Mass animal die-offs have been more frequent and often increasingly severe in recent years, say U.S. researchers who've studied more than 700 mass mortality occurrences over the last 70 years.

Of the 2,500 animal species experiencing such mass die-offs -- when a large portion of a population dies in a brief time frame -- fish, birds and marine invertebrates have seen the biggest increase in such events, the researchers say.

Such die-offs rose by about one event annually from 1940 to 2010, and the numbers of deaths increased for some species, a study involving Yale University, the University of California, Berkeley, and the University of San Diego found.

The finding should allow scientists to better assess trends in mass mortality incidents and provide an understanding of their causes, the study authors say in the Proceedings of the National Academy of Sciences.

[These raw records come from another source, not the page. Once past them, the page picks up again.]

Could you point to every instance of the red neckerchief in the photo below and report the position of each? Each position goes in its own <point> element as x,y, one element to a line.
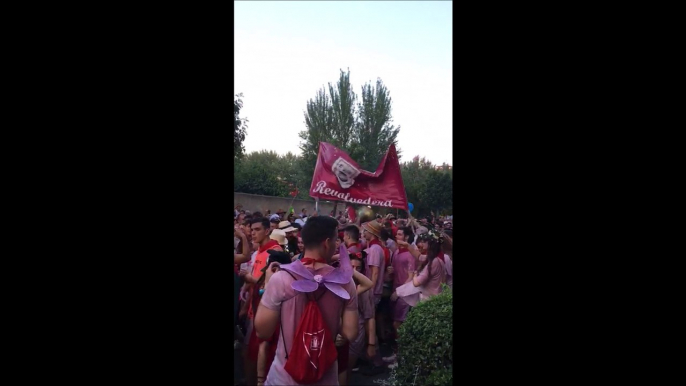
<point>386,252</point>
<point>352,245</point>
<point>309,260</point>
<point>269,244</point>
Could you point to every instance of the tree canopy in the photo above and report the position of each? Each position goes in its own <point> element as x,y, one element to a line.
<point>239,128</point>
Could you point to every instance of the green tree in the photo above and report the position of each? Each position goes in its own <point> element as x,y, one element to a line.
<point>261,173</point>
<point>414,174</point>
<point>363,130</point>
<point>239,128</point>
<point>373,130</point>
<point>329,117</point>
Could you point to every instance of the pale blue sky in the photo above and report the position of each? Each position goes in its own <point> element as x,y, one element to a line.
<point>287,50</point>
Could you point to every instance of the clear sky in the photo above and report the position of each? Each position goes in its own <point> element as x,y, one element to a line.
<point>285,51</point>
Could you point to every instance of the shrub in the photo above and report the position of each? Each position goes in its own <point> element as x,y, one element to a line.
<point>425,343</point>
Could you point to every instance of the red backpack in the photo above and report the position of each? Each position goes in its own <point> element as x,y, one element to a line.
<point>313,350</point>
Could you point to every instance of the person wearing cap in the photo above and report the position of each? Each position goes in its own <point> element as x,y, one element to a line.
<point>279,236</point>
<point>260,235</point>
<point>376,265</point>
<point>274,222</point>
<point>263,351</point>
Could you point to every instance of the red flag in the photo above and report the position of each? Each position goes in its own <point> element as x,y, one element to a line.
<point>338,177</point>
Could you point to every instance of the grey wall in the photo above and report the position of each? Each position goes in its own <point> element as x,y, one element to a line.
<point>254,202</point>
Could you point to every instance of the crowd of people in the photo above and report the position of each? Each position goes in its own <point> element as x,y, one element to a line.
<point>384,253</point>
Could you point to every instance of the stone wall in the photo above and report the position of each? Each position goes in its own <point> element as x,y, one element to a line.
<point>255,202</point>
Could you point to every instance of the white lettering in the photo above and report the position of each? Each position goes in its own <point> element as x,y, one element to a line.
<point>321,188</point>
<point>320,185</point>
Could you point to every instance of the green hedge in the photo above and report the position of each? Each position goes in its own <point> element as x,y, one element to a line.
<point>425,344</point>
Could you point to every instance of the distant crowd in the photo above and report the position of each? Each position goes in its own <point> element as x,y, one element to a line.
<point>362,311</point>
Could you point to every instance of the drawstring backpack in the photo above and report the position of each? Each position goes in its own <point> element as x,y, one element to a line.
<point>314,351</point>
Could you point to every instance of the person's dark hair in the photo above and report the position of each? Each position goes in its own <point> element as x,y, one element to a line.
<point>293,246</point>
<point>274,256</point>
<point>263,220</point>
<point>353,232</point>
<point>361,256</point>
<point>407,231</point>
<point>433,250</point>
<point>318,229</point>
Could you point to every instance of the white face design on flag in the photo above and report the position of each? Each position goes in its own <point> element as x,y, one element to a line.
<point>345,172</point>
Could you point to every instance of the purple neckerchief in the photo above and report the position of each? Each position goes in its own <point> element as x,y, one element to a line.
<point>333,280</point>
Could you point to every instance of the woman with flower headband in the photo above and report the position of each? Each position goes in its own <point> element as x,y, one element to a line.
<point>431,274</point>
<point>432,271</point>
<point>348,352</point>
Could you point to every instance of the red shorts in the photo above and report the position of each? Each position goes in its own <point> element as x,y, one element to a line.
<point>343,354</point>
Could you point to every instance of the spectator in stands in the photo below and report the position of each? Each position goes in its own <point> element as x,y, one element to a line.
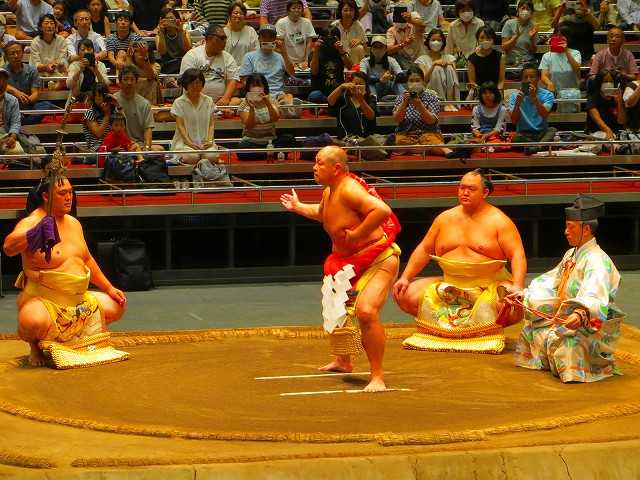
<point>28,12</point>
<point>99,18</point>
<point>381,69</point>
<point>578,27</point>
<point>82,22</point>
<point>546,14</point>
<point>273,10</point>
<point>560,67</point>
<point>631,99</point>
<point>172,41</point>
<point>24,83</point>
<point>10,117</point>
<point>440,70</point>
<point>328,59</point>
<point>486,63</point>
<point>5,38</point>
<point>297,32</point>
<point>615,58</point>
<point>194,114</point>
<point>416,112</point>
<point>259,113</point>
<point>529,108</point>
<point>139,57</point>
<point>405,37</point>
<point>462,40</point>
<point>146,14</point>
<point>85,72</point>
<point>97,119</point>
<point>605,105</point>
<point>352,34</point>
<point>219,68</point>
<point>136,109</point>
<point>214,12</point>
<point>50,52</point>
<point>354,107</point>
<point>430,12</point>
<point>118,43</point>
<point>272,64</point>
<point>241,38</point>
<point>63,25</point>
<point>520,36</point>
<point>493,12</point>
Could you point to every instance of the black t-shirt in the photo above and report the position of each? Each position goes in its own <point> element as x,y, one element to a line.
<point>351,120</point>
<point>607,108</point>
<point>579,36</point>
<point>146,13</point>
<point>330,73</point>
<point>487,68</point>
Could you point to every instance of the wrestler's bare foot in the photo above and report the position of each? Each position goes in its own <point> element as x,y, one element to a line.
<point>375,385</point>
<point>36,357</point>
<point>342,363</point>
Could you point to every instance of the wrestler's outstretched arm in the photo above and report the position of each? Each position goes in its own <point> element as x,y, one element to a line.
<point>419,259</point>
<point>511,244</point>
<point>309,210</point>
<point>97,277</point>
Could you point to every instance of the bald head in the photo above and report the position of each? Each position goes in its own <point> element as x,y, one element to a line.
<point>333,154</point>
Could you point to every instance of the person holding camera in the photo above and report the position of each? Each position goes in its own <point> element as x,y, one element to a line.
<point>529,108</point>
<point>381,69</point>
<point>85,72</point>
<point>172,41</point>
<point>328,60</point>
<point>605,106</point>
<point>416,112</point>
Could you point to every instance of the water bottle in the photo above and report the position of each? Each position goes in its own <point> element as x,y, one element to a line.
<point>270,151</point>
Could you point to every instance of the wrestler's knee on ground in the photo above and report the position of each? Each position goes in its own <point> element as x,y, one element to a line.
<point>33,321</point>
<point>111,310</point>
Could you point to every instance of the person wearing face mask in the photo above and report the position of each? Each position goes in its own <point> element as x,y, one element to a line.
<point>297,32</point>
<point>439,69</point>
<point>486,63</point>
<point>381,69</point>
<point>259,113</point>
<point>328,59</point>
<point>351,31</point>
<point>272,61</point>
<point>605,106</point>
<point>529,108</point>
<point>4,36</point>
<point>520,36</point>
<point>579,27</point>
<point>461,40</point>
<point>416,112</point>
<point>615,58</point>
<point>404,38</point>
<point>354,107</point>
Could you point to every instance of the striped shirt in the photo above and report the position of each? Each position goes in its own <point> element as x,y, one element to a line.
<point>115,43</point>
<point>215,12</point>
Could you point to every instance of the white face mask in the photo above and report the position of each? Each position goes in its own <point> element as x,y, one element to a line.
<point>435,45</point>
<point>486,44</point>
<point>378,53</point>
<point>466,16</point>
<point>415,87</point>
<point>267,46</point>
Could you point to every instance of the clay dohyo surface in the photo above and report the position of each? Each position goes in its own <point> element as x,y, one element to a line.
<point>205,387</point>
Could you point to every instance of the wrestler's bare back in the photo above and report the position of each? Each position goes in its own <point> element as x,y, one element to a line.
<point>339,212</point>
<point>472,238</point>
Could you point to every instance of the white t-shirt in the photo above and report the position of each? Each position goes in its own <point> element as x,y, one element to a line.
<point>295,36</point>
<point>217,70</point>
<point>240,43</point>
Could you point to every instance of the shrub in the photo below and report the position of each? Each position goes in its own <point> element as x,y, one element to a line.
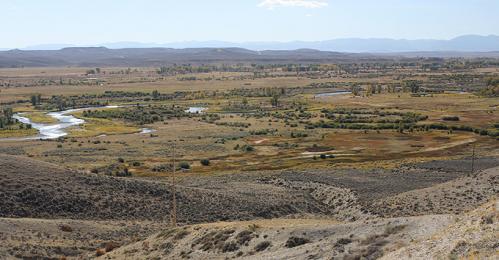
<point>110,246</point>
<point>450,118</point>
<point>262,246</point>
<point>205,162</point>
<point>247,148</point>
<point>66,228</point>
<point>184,165</point>
<point>296,241</point>
<point>100,252</point>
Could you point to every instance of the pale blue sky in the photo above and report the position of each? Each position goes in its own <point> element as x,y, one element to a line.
<point>31,22</point>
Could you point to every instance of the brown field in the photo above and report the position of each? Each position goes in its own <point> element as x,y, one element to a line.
<point>273,167</point>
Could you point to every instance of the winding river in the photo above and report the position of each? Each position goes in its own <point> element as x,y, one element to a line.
<point>332,94</point>
<point>66,120</point>
<point>53,131</point>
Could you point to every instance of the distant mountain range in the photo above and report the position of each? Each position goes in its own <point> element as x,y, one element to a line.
<point>467,43</point>
<point>131,57</point>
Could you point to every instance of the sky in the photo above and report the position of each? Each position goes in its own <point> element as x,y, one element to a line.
<point>89,22</point>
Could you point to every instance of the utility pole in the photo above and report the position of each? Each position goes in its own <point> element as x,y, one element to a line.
<point>173,217</point>
<point>473,160</point>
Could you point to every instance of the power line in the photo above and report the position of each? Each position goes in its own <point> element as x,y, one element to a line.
<point>173,216</point>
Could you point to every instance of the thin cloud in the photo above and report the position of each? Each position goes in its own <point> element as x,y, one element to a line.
<point>271,4</point>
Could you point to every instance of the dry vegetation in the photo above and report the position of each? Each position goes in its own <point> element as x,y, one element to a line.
<point>350,176</point>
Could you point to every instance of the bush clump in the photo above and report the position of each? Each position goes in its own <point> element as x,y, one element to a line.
<point>184,166</point>
<point>296,241</point>
<point>205,162</point>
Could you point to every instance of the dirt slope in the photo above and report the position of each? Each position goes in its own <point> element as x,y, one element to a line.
<point>37,189</point>
<point>424,237</point>
<point>283,239</point>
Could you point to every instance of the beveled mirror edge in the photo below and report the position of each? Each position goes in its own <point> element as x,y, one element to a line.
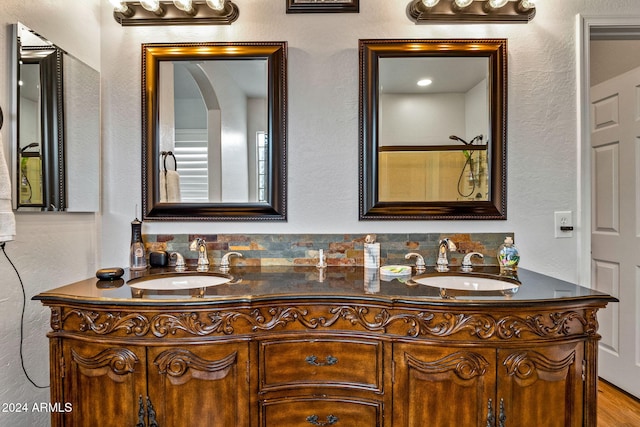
<point>50,56</point>
<point>372,209</point>
<point>276,208</point>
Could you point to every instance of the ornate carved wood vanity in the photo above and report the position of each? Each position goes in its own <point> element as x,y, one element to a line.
<point>302,347</point>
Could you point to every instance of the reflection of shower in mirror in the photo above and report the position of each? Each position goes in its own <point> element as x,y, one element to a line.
<point>474,166</point>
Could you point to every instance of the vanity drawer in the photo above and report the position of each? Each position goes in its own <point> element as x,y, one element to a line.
<point>321,412</point>
<point>350,363</point>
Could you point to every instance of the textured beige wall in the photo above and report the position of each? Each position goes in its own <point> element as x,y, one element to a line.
<point>50,249</point>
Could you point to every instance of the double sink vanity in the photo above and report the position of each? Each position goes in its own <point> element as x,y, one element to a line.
<point>303,346</point>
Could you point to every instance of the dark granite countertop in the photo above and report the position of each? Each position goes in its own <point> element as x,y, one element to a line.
<point>310,283</point>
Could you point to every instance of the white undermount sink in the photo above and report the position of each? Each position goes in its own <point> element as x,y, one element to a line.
<point>178,281</point>
<point>466,283</point>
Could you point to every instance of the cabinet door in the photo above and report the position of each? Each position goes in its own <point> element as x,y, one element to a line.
<point>442,386</point>
<point>542,386</point>
<point>200,385</point>
<point>103,383</point>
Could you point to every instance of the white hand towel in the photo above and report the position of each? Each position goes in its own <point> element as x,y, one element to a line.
<point>169,187</point>
<point>7,219</point>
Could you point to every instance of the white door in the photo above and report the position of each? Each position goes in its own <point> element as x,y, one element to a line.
<point>615,241</point>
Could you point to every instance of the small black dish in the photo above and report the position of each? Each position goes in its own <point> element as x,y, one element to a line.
<point>111,273</point>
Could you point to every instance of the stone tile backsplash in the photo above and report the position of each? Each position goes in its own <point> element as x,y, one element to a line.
<point>339,249</point>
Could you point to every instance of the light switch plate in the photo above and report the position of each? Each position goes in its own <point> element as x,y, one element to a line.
<point>563,224</point>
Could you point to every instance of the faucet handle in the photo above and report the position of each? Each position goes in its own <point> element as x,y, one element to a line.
<point>419,258</point>
<point>420,265</point>
<point>224,262</point>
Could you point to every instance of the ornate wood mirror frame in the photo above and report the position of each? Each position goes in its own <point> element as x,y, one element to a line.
<point>493,205</point>
<point>273,208</point>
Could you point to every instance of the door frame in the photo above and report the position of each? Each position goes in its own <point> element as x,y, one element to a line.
<point>584,25</point>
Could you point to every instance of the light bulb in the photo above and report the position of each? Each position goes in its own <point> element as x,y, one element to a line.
<point>121,6</point>
<point>151,5</point>
<point>463,3</point>
<point>525,5</point>
<point>430,3</point>
<point>185,6</point>
<point>497,4</point>
<point>216,4</point>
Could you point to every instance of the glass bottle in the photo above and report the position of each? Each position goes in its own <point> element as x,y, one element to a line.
<point>508,257</point>
<point>137,253</point>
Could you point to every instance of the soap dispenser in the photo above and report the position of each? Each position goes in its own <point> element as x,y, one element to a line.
<point>137,253</point>
<point>508,257</point>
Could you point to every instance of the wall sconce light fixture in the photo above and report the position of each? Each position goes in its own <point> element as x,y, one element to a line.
<point>174,12</point>
<point>471,11</point>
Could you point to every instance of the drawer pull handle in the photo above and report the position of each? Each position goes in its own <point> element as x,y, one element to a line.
<point>313,419</point>
<point>502,418</point>
<point>313,360</point>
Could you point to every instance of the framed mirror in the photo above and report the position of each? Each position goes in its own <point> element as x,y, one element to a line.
<point>433,117</point>
<point>56,159</point>
<point>214,131</point>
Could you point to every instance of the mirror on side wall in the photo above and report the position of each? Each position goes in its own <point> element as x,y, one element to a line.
<point>56,157</point>
<point>214,131</point>
<point>433,129</point>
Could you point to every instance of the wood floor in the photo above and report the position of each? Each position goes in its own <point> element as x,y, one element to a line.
<point>615,408</point>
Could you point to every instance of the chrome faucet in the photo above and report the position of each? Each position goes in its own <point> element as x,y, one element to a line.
<point>224,262</point>
<point>445,245</point>
<point>200,245</point>
<point>420,266</point>
<point>467,265</point>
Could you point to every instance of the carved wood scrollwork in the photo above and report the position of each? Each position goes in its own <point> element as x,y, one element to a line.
<point>114,362</point>
<point>181,365</point>
<point>106,323</point>
<point>560,324</point>
<point>527,365</point>
<point>466,365</point>
<point>420,323</point>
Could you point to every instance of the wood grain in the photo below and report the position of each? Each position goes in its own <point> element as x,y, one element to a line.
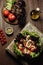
<point>30,5</point>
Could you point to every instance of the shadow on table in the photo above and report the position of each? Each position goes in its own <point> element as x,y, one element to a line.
<point>36,61</point>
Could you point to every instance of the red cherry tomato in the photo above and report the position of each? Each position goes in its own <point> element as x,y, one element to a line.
<point>5,13</point>
<point>11,17</point>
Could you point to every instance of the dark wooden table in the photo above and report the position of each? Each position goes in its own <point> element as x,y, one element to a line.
<point>30,4</point>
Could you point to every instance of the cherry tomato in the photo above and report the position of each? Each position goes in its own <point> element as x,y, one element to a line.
<point>20,46</point>
<point>11,17</point>
<point>5,13</point>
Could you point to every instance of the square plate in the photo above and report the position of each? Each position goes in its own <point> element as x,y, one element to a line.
<point>29,27</point>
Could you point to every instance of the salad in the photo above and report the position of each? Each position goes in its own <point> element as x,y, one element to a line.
<point>14,11</point>
<point>27,44</point>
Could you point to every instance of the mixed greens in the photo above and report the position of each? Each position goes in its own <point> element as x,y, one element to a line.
<point>27,43</point>
<point>9,4</point>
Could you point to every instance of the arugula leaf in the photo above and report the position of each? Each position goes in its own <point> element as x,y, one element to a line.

"This is the first attempt to quantify patterns in the frequency, magnitude and cause of such mass kill events," says UC Berkeley researcher and study senior author Stephanie Carlson.

Disease was identified as the primary culprit in most die-offs, the researchers report, involved in 26 percent of such events.

Nineteen percent involved effects linked to human activities, including environmental contamination, while climate-influenced processes such as weather extremes, starvation, thermal stress or oxygen deprivation collectively were involved in around 25 percent of die-offs, they said.

The most serious die-offs occurred when multiple causes came together, the study found.

Fish ecologist Carlson says the impetus for the study came from observations by her and other researchers of fish die-offs in California streams and ponds during the state's extended drought.

"The catastrophic nature of sudden, mass die-offs of animal populations inherently captures human attention," says Carlson. "In our studies, we have come across mass kills of federal fish species during the summer drought season as small streams dry up."

While more fish, birds and marine invertebrates have been involved in mass die-offs in recent years, mammal die-off have remained more or less constant, the researchers said.

Curiously, die-offs among reptiles and amphibians seem to be occurring less often, although the researchers say that shouldn't be seen as necessarily good news.

"These are some of the most imperiled and threatened taxa that exist on the planet now," says San Diego University biologist Adam Siepielski, a study co-author.

"One possibility [for the reduced die-offs] is that because these animals are so threatened, their populations are so small that you can't get a mass mortality," he said.

The research was funded in part by the National Science Foundation and the Environmental Protection Agency.